A admissão oficial e consciente no povo judeu se faz mediante o rito da bar mitzváh. O jovem judeu ao atingir a idade de 13 anos converte-se em bar mitzváh, isto é, sujeito ao mandamento. Isso quer dizer que deve praticar os mandamentos divinos, tomando-se responsável pelos seus atos. Até então cabia ao pai ou tutor toda a responsabilidade dos atos bons ou maus praticados pelo seu filho. A partir deste momento a responsabilidade é exclusivamente do jovem que agora passa a integrar a comunidade, como um adulto no sentido do cumprimento das Mitzvot (mandamentos). Estes 613 mandamentos fundamentais representam a estrutura de toda a moral judaica, estabelecendo normas de conduta em todos os momentos de vida do homem, quer nas suas relações com os seus semelhantes, quer nas suas relações com o Todo-poderoso.
Ao lado desta responsabilidade moral adquire o Bar-Mitzváh o privilégio do Minyan, isto é, ser um membro do grupo de dez homens, número este que a lei judaica exige como o mínimo para a realização de qualquer ato religioso de caráter público. Como membro do Minyan, o Bar-Mitzváh está, então, sujeito a todos os deveres e obrigações dos seus integrantes adultos. Deve-se assinalar, entretanto, que a solenidade do Bar-Mitzváh marca apenas o momento inicial da maturidade física e psíquica do indivíduo e não o momento em que esta se completa. A partir desta idade, o jovem começa a tomar consciência dos problemas que o cercam e aos seus semelhantes, marcando, pois, a sua inclusão como membro da sociedade, tomando-se apto para lutar pelos seus interesses e necessidades.

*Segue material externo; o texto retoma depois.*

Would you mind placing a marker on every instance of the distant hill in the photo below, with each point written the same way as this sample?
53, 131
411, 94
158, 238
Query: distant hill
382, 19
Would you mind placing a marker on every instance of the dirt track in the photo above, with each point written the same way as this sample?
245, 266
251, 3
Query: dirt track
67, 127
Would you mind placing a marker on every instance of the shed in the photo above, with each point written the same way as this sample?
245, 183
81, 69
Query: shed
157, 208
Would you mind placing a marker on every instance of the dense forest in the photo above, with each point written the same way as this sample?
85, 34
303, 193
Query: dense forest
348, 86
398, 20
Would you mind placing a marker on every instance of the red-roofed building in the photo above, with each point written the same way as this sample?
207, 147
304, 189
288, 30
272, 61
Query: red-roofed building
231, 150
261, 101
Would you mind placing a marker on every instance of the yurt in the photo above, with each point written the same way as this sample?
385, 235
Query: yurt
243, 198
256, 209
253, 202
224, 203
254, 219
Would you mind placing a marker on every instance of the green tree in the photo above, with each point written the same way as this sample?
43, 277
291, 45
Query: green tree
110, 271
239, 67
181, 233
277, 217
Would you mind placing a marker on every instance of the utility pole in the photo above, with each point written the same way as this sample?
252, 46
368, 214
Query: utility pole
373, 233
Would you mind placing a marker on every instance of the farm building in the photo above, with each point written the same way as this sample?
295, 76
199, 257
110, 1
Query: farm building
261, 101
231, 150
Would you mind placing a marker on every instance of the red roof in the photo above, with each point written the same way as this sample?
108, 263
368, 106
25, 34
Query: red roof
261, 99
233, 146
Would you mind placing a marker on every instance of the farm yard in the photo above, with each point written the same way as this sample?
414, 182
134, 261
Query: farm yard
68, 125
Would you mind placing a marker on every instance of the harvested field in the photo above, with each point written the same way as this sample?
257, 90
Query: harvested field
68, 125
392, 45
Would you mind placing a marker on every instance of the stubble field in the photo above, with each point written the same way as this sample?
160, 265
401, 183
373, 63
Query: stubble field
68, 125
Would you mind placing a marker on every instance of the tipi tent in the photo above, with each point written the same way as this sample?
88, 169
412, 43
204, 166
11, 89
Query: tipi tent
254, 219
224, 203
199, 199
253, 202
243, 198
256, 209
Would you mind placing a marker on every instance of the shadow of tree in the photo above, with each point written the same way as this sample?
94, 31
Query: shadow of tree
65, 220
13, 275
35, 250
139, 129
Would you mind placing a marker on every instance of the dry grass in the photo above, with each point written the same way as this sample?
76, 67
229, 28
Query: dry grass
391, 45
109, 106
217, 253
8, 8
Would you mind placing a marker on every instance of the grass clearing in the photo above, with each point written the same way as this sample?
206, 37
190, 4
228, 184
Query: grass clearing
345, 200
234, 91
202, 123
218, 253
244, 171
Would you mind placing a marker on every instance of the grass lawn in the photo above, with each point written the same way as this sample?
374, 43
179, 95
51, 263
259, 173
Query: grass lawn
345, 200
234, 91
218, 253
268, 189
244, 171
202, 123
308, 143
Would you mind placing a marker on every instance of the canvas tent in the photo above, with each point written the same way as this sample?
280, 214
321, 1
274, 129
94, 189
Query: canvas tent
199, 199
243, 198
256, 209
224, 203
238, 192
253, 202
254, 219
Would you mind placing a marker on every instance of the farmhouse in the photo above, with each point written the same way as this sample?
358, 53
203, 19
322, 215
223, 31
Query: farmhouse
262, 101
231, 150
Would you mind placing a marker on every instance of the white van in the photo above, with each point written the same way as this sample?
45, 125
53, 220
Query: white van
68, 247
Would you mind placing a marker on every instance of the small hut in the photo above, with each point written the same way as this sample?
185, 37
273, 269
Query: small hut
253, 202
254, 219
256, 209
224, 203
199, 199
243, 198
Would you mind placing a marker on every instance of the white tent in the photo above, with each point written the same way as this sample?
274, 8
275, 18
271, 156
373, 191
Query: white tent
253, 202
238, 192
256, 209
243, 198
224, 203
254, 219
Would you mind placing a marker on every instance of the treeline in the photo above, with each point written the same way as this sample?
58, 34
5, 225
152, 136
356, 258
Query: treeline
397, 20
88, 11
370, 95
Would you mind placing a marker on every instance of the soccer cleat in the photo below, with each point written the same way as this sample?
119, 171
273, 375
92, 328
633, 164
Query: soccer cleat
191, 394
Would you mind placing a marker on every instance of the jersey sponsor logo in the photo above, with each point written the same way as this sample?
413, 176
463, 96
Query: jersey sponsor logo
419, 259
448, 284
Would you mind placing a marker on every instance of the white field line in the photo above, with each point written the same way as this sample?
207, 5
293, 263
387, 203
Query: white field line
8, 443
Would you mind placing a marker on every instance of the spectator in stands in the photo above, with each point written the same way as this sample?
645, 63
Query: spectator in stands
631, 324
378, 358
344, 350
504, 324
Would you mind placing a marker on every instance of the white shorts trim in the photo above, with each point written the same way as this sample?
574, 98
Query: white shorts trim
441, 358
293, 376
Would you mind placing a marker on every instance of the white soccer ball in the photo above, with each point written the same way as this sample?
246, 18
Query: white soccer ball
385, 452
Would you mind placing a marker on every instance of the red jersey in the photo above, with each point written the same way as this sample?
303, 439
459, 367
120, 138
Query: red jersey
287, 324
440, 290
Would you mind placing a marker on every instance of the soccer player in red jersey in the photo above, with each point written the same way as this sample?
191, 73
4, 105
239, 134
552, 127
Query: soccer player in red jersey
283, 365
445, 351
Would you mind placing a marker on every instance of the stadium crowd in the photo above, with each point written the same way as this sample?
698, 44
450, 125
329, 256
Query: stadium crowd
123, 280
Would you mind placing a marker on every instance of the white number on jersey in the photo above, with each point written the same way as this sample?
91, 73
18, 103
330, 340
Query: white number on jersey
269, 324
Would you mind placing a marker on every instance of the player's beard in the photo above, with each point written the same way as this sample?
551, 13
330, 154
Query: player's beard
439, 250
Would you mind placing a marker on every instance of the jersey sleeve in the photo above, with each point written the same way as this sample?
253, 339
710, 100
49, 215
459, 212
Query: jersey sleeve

O costume do Bar-Mitzváh data do século XVI. A Torá (Antigo Testamento) não o menciona. O Talmud apenas faz alusão ao fato de os jovens, a partir dos treze anos, começarem a transformar-se em homens adultos, não estabelecendo porém, normas nem a idade exata para o acontecimento. A primeira referência escrita sobre a sua celebração encontra-se no Código Religioso, de Ética, Moral e Conduta humanas chamado Shulehan `Arúk compilado em meados do século XVI por Yosef Karo. Segundo este Código, o primeiro sábado que segue ao 13° aniversário do jovem é o dia de seu Bar-Mitzváh. Durante os meses que antecedem esta data importante, o jovem aprende as noções fundamentais da História e das tradições judaicas, as orações e costumes do povo, estudando os princípios que regem a fé judaica. No sábado da comemoração o jovem recita um capítulo da Torá (Parasháh) e um capítulo dos Profetas (Haftaráh), com a melodia tradicional apropriada para estes capítulos. Esta melodia baseia-se numa escala de notas musicais padronizadas para a leitura em público dos capítulos da Torá e do livro dos Profetas. A cerimônia religiosa é seguida de uma reunião festiva que é oferecida pela família do Bar-Mitzváh aos parentes e pessoas mais chegados à família.